Он кивает, его взгляд задерживается на моих глазах, затем — на моих губах. Он облизывается и засасывает колечко в рот, поигрывая с ним языком.

— Принцесса, — медленно говорит он.

— Дальше от истины и быть не может, — отвечаю я. Он принял меня за кого-то другого.

— Сомневаюсь. — Пит смотрит на меня слишком долго. Мой желудок предательски сжимается.

Но вдруг до меня доносится треск веток и звук шагов. Я поднимаю глаза и вижу папу. С хмурым видом и тесаком в руке он направляется к нам. Пит тут же скрещивает перед собой руки и отступает от меня подальше.

— Ступай помоги с обедом, — рявкает на меня папа и впивается взглядом в Пита.

— Слушаюсь, сэр, — отвечаю я и улыбаюсь Питу, забирая у него хворост. — Увидимся, — шепчу я ему.

— Не уходи, — шепчет он в ответ. — Кто ещё защитит мои яйца?

— Это занятие не для принцесс. — Я ухмыляюсь ему и ухожу. Это очень сложно, но мне удаётся даже не обернуться.

Пит

Дерьмо. Теперь у меня проблемы.

— Было всего одно правило! — рявкает отец Рейган и поднимает палец. — Одно правило!

— Да, сэр. Я помню.

Я не удивлюсь, если его рот начнёт извергать пламя, а глаза вылезут из орбит.

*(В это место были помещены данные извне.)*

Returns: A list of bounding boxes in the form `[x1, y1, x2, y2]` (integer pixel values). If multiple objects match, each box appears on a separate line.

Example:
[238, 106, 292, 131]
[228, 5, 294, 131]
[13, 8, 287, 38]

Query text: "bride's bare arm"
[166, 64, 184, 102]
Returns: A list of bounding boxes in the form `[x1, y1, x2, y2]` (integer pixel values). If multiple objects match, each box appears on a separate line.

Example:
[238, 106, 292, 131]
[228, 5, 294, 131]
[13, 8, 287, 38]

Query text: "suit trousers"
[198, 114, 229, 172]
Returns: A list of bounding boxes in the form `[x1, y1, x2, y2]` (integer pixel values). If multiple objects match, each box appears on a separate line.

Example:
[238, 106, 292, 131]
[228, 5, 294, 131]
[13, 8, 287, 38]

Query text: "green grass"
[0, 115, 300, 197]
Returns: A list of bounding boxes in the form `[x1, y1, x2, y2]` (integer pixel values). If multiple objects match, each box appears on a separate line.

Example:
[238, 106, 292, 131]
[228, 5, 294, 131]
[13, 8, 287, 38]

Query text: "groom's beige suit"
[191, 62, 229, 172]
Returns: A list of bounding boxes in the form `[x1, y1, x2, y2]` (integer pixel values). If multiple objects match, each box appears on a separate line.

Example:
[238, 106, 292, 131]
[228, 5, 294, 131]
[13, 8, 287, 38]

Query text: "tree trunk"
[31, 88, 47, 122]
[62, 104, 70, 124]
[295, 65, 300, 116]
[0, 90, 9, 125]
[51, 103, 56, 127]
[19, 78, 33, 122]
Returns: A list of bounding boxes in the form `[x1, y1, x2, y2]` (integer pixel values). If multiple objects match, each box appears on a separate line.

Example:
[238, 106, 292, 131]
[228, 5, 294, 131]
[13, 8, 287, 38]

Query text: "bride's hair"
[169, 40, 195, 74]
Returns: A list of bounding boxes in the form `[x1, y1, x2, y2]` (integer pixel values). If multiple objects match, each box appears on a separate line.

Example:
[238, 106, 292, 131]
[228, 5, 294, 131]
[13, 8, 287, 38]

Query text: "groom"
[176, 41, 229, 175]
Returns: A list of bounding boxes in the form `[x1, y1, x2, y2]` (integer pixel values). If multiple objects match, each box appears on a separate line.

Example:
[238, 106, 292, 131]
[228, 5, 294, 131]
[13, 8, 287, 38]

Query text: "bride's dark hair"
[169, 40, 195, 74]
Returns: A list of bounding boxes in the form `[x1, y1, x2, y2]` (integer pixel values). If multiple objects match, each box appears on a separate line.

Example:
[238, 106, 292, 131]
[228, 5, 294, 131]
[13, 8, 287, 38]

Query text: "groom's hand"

— Если вы помните, мистер Рид, то как оказались наедине с моей дочерью, да ещё и в лесу? — Он практически нависает надо мной. Но после моих стычек с братьями мне уже ничего не страшно.

— Пит, — говорю я.

— Прошу прощения? — Мистер Кастер таращится на меня во все глаза.

— Меня зовут Пит. Наверное, нам лучше перейти на имена, если наши отношения становятся настолько близкими оттого, что вы собираетесь отрубить мне яйца. — Я показываю на тесак.

Он выдыхает, усмехается и качает головой.

— Мы просто собирали хворост, сэр, — говорю я.

Отец Рейган, прищурившись, вглядывается в моё лицо.

— Могу я тебе доверять? — спрашивает он.

— После лагеря я бы хотел вернуться домой, сэр. — И избавиться от этого грёбаного браслета на ноге.

— Хорошее воспитание, — бормочет он. — Где ты вырос? В приютах?

— Нет, сэр. У меня четыре брата.

— А твои родители?

— Ушли из жизни.

— Я знаю твою историю, но как ты оказался в тюрьме?

Он прямолинейный. Мне это нравится.

— По глупости. — Я пинаю камень, только чтобы не смотреть на него.

Отец Рейган кивает.

— По крайней мере, ты осознаёшь, что это глупость.

Я тяжело вздыхаю.

— Сэр, я отсидел своё. Не отсылайте меня обратно. Я обещаю, что не побеспокою вашу дочь и никому не позволю.

Отец Рейган смотрит мне прямо в глаза.

— Я тебе верю. — Он хватается за лист, висящий над его головой. — Моя дочь… она особенная.

Я не отвечаю, потому что этого и не требуется. Но я с ним согласен. Она слишком особенная, тем более для такого, как я.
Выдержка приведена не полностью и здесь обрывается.